NASCAR was slow to warm up to the notion. Currently only three tracks of the 26 on the circuit are less than one mile — Richmond Raceway, Martinsville Speedway and the dirt race at Bristol Motor Speedway.

But forward-thinking officials, chief among them 30-year-old Ben Kennedy, NASCAR's senior vice president of strategy and innovation, now consider short tracks a key component in the sport's future. Transforming the Coliseum into a rowdy quarter-mile event with seven qualifying races ahead of the main event was only step one in a plan to bring racing to new fanbases in large cities all over the world.

Joey Logano leads during the NASCAR Cup Series auto race at Auto Club Speedway.
Joey Logano leads during the NASCAR Cup Series auto race at Auto Club Speedway in Fontana on March 17, 2019. Kyle Busch won the race. (Rachel Luna / Associated Press)

"I think one of the neat things about our sport is that we have everything from a short track, intermediate track, road courses and super speedways," Kennedy said. "It emphasizes that these are the best drivers in the world, and they compete on all these different types of tracks. In order to be a champion, you have to compete and win on all of them."

Downsizing racetracks won't become all the rage precisely because they trigger too much rage.

"I think short-track racing is awesome, it’s really the grassroots of our sport," said Austin Cindric, who didn't qualify for the main event at the Clash because of a crash but won the Daytona 500 two weeks later. "But as far as doing a bunch of races like that on our schedule, no.

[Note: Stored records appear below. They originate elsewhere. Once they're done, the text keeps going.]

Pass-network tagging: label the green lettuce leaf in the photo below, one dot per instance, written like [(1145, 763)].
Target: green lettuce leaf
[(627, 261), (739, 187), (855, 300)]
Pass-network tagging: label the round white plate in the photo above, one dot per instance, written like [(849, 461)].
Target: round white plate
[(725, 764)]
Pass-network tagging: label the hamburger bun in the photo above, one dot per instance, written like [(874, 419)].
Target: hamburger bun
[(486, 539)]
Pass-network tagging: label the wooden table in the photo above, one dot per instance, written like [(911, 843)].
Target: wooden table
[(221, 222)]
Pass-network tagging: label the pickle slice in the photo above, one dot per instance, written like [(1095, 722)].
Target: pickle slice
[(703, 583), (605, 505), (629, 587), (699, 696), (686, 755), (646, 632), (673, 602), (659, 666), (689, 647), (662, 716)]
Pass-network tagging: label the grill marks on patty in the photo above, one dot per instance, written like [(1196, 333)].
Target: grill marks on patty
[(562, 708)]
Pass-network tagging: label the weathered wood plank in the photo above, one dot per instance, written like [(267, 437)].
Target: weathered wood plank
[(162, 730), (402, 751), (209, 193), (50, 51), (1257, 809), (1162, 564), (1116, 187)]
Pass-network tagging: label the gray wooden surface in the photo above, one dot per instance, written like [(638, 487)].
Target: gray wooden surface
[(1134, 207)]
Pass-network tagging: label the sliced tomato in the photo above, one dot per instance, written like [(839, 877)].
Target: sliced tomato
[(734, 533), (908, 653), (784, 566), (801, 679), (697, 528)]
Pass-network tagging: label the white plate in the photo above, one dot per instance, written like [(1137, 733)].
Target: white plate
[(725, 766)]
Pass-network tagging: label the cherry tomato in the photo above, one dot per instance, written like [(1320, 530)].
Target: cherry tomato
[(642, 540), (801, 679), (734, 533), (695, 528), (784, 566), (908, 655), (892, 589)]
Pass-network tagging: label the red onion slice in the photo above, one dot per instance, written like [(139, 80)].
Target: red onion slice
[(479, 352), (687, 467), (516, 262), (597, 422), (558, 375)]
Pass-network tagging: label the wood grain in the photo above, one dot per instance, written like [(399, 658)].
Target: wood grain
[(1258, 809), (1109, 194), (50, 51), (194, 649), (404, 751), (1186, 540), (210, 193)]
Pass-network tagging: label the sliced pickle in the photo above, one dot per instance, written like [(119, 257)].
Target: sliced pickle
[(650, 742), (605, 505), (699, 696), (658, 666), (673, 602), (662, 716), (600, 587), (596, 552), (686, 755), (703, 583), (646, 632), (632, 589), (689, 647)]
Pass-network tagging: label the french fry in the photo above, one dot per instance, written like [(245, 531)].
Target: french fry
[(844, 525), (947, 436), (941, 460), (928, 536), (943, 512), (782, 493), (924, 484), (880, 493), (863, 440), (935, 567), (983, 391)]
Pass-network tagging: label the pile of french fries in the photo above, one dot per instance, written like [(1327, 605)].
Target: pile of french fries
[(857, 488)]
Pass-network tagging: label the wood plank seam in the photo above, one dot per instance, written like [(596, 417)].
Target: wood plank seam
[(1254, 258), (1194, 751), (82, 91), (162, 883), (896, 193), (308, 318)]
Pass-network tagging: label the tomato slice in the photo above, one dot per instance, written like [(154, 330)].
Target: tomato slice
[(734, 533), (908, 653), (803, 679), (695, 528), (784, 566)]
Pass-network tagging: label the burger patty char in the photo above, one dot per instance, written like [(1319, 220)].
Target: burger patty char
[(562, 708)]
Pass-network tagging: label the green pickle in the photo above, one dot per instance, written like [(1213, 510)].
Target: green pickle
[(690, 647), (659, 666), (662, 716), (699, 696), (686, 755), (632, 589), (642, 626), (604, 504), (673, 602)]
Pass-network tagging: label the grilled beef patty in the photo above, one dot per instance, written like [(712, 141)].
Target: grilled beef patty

"I probably had the worst experience [at the Clash] in terms of the amount of carnage and aggression in such a confined space. It’s like trapping a bunch of lions inside a boxing ring. It was controlled chaos, without a doubt.”

Soon the Auto Club Speedway could become the go-to venue for that level of intense racing on an annual basis. And it won't resemble an old-time country fair short-track bullring. Far from it.

"I’ve seen renderings of what the Next Gen Auto Club Speedway will look like," said NASCAR official Matt Humphrey. "It's a state of the art racing facility like nothing else we have on the circuit. It will be revolutionary in its design and function."

Dave Allen, longtime president of the speedway, is charged this week with tempering enthusiasm for the new track because it doesn't yet have final approval. His focus is on attracting fans Sunday who enjoyed the Clash at the Coliseum and want more NASCAR regardless of track length.

"We hope to draw from all over," Allen said. "Clash allowed us a platform to promote the sport in L.A. There's nothing like taking the race to the fans. We may not see an immediate huge impact Sunday, but the larger impact is a long-term play. It opened eyes."

NASCAR might never draw the Hollywood crowd, but the Auto Club Speedway does. Numerous movies, television shows and commercials have been shot there over the years. Morgan Freeman in a 1965 Shelby Mustang GT350 raced Jack Nicholson in a 1970 Dodge Challenger in "The Bucket List." So did Matt Damon and Christian Bale in "Ford v. Ferrari."

Allen said the short track — when approved and built — won't deter film crews from continuing to utilize the speedway. Up first, though, a race with new cars on an old track will provide real-life competition.